Description of need:
With inspiration from @DianaStuder’s comment here, iNat should add a symbol next to new user’s usernames similar to how the forum has a banner or how Discord puts a little flower symbol next to new users in servers. Adding a little symbol would show other users who’s new and we can welcome them to the iNat community, similar to what happens here on the forum
Feature request details:
iNat could add a little symbol (such as the green dot in my example below) that could stay next to the user’s username for a certain period of time, maybe a week or so.
Kind of related, at least to the “metric we can see” part…does anyone know why some people’s observation numbers don’t show next to their names in Identify?
It seems like it might be associated with the date/location being obscured (at least, this and the other example I found quickly were obscured), but I don’t see why that would also make obscuring the number of the observer’s observations necessary or desirable.
EDIT: Especially since the observer’s observation count is still visible if you click through to their profile. It’s just cumulatively annoying to need to do that
The annoyingness is the point, this provides just a little bit of a barrier to one of the easiest ways of finding the location of obscured observations.
The number is always a clickable link to their most recent observations (which could include the obscured one along with unobscured ones at the same location). I suppose the number could be included without a link.
I’ve been correcting people’s untouched DQA that have been around for years, and sometimes I downrank a good portion of their observations to Casual despite their age. However, almost all the individuals I have to talk about DQA with have accounts less than two months old.
Personally, I don’t think this is really necessary or useful.
That information is already there if you really want to know, just click on their name and go to their profile.
Markers like this can be abused and I’m not at all interested in how long someone has been on the platform, I’m interested in the quality of their contributions, which, unfortunately, is often not linked to whether they are a new or established user.
I agree that I’m interested in the quality of people’s contributions and that it’s not linked to whether they’re a new user or not, but I do feel that a marker could be useful in pointing out people who might be open to improving their contribution quality, rather than those who’ve showed they don’t care.
Maybe at some point, in addition to a Data Quality Assessment, there will be an automated User Quality Assessment. Something like a social credit score. E.g. this user:
Eh, I don’t always respond to comments or DMs and I think scoring users on whether they do or not would create an expectation that we are supposed to respond to everything. But not everything requires a response, nor should users feel like they are required to respond to unsolicited messages that are irrelevant to them.
I like this idea in concept. It takes a significant amount of my identification work method in each cycle (one cycle = a time I review an observation to ID it) to open a user’s profile and check if they’re new. I was planning on providing a link to additional onboarding resources to users less than a month old the first time I ID for them, and it’s annoying to check user’s account age through the ID page. I always want to be the most welcoming to new users and make iNaturalist a better place for evidence collection and preprocessing so that we can get naturalists to stay and continue providing observations needed for research, and it’s a lot easier to help a new user get onboarded properly if I can see a marker saying that they’re new.

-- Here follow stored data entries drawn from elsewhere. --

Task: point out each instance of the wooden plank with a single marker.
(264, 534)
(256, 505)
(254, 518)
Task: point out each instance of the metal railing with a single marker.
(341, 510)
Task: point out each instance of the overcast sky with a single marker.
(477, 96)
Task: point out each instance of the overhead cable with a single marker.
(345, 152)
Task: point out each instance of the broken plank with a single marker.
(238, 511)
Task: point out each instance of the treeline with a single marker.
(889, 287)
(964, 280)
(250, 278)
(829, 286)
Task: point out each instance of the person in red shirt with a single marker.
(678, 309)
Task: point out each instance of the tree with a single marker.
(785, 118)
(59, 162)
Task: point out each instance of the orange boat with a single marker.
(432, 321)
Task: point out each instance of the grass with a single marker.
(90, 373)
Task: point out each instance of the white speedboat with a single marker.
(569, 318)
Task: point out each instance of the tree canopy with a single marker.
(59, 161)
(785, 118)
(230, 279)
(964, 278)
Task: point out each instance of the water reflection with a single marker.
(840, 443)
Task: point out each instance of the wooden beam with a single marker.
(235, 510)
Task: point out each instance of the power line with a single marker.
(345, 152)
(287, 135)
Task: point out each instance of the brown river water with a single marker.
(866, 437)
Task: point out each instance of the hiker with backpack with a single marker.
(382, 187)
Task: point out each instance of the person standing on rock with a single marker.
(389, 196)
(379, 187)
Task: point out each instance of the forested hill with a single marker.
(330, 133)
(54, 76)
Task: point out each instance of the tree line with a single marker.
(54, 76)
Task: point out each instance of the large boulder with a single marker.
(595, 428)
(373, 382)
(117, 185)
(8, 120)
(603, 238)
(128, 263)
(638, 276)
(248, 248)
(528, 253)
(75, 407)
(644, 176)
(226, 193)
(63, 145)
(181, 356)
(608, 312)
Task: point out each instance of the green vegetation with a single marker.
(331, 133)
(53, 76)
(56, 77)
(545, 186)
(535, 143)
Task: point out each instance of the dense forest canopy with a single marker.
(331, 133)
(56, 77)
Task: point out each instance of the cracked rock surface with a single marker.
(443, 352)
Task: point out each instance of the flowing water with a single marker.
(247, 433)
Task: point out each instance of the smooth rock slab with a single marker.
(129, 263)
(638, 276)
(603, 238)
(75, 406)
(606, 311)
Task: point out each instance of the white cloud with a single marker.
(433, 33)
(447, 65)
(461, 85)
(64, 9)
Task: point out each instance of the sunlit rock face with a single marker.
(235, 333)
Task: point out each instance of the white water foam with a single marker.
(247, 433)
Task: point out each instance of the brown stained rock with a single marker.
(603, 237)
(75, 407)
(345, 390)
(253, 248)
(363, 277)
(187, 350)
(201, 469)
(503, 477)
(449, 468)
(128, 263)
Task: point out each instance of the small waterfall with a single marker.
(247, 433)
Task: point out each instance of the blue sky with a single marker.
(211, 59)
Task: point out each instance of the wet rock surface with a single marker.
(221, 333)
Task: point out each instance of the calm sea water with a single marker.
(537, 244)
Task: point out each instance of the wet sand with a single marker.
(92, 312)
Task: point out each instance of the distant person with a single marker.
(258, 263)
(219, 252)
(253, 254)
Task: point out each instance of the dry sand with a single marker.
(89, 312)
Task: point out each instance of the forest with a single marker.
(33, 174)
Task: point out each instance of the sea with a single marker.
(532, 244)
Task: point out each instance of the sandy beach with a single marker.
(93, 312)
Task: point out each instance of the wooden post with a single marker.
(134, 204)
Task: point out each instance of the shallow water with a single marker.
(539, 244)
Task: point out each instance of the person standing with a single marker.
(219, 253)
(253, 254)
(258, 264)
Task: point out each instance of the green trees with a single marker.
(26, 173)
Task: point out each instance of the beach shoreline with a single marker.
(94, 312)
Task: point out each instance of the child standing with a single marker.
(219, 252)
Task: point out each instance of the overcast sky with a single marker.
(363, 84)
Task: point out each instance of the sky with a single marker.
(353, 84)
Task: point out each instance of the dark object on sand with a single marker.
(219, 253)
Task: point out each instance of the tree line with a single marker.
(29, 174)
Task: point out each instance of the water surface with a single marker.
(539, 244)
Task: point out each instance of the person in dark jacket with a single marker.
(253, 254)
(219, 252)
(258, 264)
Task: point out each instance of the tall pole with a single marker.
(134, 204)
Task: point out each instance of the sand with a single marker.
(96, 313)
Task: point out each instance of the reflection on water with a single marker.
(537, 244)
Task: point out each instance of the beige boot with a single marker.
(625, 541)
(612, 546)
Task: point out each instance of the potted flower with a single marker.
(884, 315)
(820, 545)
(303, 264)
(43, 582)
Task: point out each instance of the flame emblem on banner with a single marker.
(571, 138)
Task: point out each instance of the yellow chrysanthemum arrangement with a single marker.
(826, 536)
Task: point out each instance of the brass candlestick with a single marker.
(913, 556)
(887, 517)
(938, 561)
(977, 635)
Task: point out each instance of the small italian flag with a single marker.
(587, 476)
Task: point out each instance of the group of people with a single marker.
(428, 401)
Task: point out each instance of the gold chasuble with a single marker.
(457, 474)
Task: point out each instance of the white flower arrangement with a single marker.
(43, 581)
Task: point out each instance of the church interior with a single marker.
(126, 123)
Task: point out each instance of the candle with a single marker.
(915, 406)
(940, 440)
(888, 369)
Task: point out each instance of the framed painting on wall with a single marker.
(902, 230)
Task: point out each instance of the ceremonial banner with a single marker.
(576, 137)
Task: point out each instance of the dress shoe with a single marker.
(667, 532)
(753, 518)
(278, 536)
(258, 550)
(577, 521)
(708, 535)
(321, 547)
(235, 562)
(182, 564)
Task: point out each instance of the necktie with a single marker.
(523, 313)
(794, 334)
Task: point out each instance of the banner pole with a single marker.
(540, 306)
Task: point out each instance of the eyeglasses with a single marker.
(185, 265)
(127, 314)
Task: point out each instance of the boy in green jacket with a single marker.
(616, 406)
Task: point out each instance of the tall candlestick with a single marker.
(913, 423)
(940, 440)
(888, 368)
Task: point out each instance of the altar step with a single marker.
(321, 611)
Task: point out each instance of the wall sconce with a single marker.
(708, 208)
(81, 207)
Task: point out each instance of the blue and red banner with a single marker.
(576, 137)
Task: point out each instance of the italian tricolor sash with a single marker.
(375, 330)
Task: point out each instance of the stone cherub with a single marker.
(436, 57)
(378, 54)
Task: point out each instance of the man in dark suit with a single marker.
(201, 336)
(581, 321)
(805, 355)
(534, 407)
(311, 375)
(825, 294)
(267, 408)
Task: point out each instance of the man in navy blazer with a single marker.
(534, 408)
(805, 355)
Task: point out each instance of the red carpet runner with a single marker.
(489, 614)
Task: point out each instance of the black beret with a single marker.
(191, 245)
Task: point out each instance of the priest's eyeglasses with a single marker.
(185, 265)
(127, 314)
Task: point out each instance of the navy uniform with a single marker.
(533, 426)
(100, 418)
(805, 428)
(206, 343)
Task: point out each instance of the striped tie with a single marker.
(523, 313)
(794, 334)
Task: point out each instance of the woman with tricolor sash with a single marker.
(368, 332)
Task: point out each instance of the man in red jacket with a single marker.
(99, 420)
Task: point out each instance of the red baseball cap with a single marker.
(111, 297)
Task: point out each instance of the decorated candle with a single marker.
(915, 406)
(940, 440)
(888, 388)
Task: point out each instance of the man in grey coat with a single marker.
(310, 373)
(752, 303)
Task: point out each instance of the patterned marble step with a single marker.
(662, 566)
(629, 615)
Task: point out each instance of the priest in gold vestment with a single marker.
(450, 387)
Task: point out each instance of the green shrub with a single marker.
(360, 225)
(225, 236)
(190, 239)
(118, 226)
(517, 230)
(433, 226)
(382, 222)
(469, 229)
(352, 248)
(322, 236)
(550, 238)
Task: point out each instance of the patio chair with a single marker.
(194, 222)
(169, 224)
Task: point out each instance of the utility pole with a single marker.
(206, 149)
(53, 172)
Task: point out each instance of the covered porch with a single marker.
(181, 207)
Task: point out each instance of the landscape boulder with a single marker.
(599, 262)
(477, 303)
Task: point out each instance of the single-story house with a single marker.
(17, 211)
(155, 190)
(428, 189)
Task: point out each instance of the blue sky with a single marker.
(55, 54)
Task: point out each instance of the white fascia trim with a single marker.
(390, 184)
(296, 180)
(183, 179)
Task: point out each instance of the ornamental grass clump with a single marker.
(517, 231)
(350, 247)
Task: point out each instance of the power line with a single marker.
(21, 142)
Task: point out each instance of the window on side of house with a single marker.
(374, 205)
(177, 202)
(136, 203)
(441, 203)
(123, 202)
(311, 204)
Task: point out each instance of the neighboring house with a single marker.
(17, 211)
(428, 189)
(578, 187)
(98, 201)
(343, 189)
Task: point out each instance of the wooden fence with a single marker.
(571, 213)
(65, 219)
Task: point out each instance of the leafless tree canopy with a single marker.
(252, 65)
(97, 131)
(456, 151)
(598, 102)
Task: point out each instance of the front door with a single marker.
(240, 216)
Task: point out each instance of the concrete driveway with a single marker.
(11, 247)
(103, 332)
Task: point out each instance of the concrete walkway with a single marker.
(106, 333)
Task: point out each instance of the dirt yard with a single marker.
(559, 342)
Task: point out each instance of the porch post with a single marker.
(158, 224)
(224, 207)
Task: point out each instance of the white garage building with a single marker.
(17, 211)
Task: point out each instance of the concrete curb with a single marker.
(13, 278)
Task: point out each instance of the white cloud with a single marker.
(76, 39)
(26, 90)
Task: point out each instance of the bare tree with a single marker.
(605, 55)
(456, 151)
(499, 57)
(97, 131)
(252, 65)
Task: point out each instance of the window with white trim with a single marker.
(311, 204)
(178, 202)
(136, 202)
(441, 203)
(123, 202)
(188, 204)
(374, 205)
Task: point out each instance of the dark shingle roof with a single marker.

There is also potential to abuse this feature. A lot of new users are minors or young adults because they know how to use the tools of the Internet better, on average, than older adults. However, as a near-victim of Internet grooming (don’t ask), I recognize the potential for shady actors to look at new users’ “NEW” markers, judge them to be easily manipulable given the information in their profile, and begin the grooming process. The marker would probably have an insignificant effect on grooming compared to before because kids don’t often use the main app and are more vulnerable on other social media.
However, new users are sometimes better at using iNaturalist (understanding when to apply DQA, responding when asked to do something reasonable, editing and uploading observations so they are easier to identify and more accurate), etc. as was explained in an above comment.
The social credit idea is cool, but not everyone values the same social values as others. I personally like it when people are direct to me and don’t use figurative language when trying to get me to change something about my observations or identifications, and I don’t value participation in certain aspects of iNat as much (example: users that journal on iNat a lot are cool and are doing good work, but journaling does not necessarily make them more favorable to me). If this was a thing it should probably be best implemented as a browser extension rather than a native feature.